-
Notifications
You must be signed in to change notification settings - Fork 175
Description
Query Information
PPL Command/Query:
source=test-cast-bug | fields _id | eval id_int = cast(_id as int) | stats median(id_int)
Expected Result:
The query should successfully compute the median of the cast integer values from the _id
field (expected result: 3).
Actual Result:
{
"error": {
"reason": "Error occurred in OpenSearch engine: all shards failed",
"details": "Shard[0]: java.lang.NullPointerException\n\nFor more details, please send request for Json format to see the raw response from OpenSearch engine.",
"type": "SearchPhaseExecutionException"
},
"status": 500
}
Stack Trace:
Caused by: java.lang.NullPointerException
at java.base/java.util.Objects.requireNonNull(Objects.java:233)

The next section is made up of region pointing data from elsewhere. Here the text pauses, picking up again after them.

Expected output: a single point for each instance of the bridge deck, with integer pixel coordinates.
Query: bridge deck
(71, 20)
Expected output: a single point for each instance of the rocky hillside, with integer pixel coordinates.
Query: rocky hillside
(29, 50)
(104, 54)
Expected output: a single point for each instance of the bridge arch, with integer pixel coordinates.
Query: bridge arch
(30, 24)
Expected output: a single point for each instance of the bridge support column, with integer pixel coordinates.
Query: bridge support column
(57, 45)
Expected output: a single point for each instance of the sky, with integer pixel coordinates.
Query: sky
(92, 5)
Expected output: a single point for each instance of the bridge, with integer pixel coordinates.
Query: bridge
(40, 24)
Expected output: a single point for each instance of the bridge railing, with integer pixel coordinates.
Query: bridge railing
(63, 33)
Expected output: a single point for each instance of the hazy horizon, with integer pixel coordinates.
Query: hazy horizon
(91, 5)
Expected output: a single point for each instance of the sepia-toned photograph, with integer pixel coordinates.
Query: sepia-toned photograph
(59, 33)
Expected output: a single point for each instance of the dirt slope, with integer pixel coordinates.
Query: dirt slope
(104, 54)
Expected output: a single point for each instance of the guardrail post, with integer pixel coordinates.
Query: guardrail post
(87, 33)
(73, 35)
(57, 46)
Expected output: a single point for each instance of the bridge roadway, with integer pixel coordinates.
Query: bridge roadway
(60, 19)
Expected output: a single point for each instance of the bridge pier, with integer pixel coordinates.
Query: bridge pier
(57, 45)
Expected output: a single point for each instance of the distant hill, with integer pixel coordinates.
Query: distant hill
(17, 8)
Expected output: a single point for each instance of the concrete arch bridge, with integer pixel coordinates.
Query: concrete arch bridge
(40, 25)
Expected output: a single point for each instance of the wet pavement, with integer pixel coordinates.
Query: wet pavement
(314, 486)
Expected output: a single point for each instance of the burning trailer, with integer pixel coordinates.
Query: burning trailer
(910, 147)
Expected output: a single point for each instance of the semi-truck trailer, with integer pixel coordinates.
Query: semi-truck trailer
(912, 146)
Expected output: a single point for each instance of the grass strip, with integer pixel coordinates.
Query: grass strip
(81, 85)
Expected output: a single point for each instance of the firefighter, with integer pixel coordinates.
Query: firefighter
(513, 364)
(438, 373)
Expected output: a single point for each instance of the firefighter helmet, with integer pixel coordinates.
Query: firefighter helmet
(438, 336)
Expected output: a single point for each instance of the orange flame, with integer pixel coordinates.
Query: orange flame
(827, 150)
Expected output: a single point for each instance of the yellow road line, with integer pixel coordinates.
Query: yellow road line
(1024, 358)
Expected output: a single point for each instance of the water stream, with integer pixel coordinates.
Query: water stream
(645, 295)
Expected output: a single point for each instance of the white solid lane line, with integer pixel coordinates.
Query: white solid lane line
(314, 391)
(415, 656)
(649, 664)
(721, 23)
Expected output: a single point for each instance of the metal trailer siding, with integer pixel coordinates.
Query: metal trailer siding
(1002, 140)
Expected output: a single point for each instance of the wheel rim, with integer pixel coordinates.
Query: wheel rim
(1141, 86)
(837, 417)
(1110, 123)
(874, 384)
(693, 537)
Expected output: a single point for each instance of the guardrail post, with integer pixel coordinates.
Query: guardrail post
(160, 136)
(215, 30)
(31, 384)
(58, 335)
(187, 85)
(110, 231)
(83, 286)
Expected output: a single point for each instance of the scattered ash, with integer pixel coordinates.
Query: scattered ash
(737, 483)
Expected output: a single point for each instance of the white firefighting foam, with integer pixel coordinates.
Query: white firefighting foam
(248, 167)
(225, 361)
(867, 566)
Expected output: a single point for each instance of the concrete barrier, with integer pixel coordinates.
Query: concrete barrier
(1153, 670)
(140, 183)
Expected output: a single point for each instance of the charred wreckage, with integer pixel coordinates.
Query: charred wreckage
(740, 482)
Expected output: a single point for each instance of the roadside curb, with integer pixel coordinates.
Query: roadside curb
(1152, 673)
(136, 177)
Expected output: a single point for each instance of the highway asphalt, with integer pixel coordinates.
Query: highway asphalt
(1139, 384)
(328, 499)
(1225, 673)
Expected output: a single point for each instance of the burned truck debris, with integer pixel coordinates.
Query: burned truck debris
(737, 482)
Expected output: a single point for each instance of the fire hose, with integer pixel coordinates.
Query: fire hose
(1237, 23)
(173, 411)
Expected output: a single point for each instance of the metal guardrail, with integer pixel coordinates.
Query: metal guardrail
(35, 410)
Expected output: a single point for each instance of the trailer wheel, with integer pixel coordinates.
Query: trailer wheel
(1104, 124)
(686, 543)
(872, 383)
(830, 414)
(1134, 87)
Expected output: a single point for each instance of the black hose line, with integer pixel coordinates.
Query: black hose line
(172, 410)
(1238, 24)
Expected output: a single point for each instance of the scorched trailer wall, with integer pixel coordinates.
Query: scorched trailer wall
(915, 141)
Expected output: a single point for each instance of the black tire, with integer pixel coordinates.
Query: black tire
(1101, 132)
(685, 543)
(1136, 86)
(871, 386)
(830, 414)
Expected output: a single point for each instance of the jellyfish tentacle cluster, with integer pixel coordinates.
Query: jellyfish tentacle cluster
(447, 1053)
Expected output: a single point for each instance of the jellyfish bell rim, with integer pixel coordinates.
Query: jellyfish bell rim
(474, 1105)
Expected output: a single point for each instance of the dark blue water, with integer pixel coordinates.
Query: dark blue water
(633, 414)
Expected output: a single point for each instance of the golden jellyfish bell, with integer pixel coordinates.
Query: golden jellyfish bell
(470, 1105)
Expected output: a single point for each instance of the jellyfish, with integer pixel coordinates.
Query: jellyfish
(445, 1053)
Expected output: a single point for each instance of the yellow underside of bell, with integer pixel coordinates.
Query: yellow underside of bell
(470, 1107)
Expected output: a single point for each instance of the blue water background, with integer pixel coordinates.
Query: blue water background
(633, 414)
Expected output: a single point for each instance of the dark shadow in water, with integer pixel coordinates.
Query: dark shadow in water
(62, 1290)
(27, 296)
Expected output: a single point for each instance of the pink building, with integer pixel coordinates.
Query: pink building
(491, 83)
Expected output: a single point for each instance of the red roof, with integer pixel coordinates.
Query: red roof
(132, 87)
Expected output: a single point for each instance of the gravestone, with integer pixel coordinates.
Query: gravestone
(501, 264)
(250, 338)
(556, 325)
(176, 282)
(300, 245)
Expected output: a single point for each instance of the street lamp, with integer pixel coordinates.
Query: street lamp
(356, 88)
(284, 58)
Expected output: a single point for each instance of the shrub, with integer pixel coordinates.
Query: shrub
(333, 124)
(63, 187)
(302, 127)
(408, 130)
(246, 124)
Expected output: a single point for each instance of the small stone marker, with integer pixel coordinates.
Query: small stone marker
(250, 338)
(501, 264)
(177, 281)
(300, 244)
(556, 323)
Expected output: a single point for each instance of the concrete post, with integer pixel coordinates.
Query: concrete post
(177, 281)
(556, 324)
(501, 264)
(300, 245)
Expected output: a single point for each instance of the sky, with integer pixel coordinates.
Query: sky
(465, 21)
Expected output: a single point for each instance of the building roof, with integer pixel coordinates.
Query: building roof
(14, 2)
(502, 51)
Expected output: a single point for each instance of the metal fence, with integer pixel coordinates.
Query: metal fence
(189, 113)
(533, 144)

at org.opensearch.sql.opensearch.storage.script.CalciteScriptEngine$ScriptInputGetter.tryConvertDocValue(CalciteScriptEngine.java:214)
at org.opensearch.sql.opensearch.storage.script.CalciteScriptEngine$ScriptInputGetter.field(CalciteScriptEngine.java:207)
at org.apache.calcite.adapter.enumerable.RexToLixTranslator.visitInputRef(RexToLixTranslator.java:1175)
Dataset Information
Dataset/Schema Type
- OpenTelemetry (OTEL)
- Simple Schema for Observability (SS4O)
- Open Cybersecurity Schema Framework (OCSF)
- Custom (details below)
Index Mapping
{
"mappings": {
"properties": {
"name": { "type": "keyword" },
"value": { "type": "long" },
"category": { "type": "keyword" }
}
}
}
Sample Data
{"_id": "1", "name": "item1", "value": 100, "category": "A"}
{"_id": "2", "name": "item2", "value": 200, "category": "B"}
{"_id": "3", "name": "item3", "value": 300, "category": "A"}
{"_id": "4", "name": "item4", "value": 400, "category": "B"}
{"_id": "5", "name": "item5", "value": 500, "category": "A"}
Bug Description
Issue Summary:
Using cast()
on OpenSearch metadata fields (_id
, _index
) within aggregation functions causes a NullPointerException
. The issue occurs when the cast field is used in any aggregation operation (median, avg, sum, count).
Steps to Reproduce:
- Create test index and insert data:
curl -X PUT "localhost:9200/test-cast-bug" -H 'Content-Type: application/json' -d '{
"mappings": {
"properties": {
"name": { "type": "keyword" },
"value": { "type": "long" },
"category": { "type": "keyword" }
}
}
}'
curl -X POST "localhost:9200/test-cast-bug/_bulk" -H 'Content-Type: application/json' -d '
{"index":{"_id":"1"}}
{"name":"item1","value":100,"category":"A"}
{"index":{"_id":"2"}}
{"name":"item2","value":200,"category":"B"}
{"index":{"_id":"3"}}
{"name":"item3","value":300,"category":"A"}
{"index":{"_id":"4"}}
{"name":"item4","value":400,"category":"B"}
{"index":{"_id":"5"}}
{"name":"item5","value":500,"category":"A"}
'
- Test working cases:
# Case 1: cast on _id without aggregation - ✅ WORKS
source=test-cast-bug | fields _id | eval id_int = cast(_id as int) | head 3
# Returns: [{"_id":"1","id_int":1},{"_id":"2","id_int":2},{"_id":"3","id_int":3}]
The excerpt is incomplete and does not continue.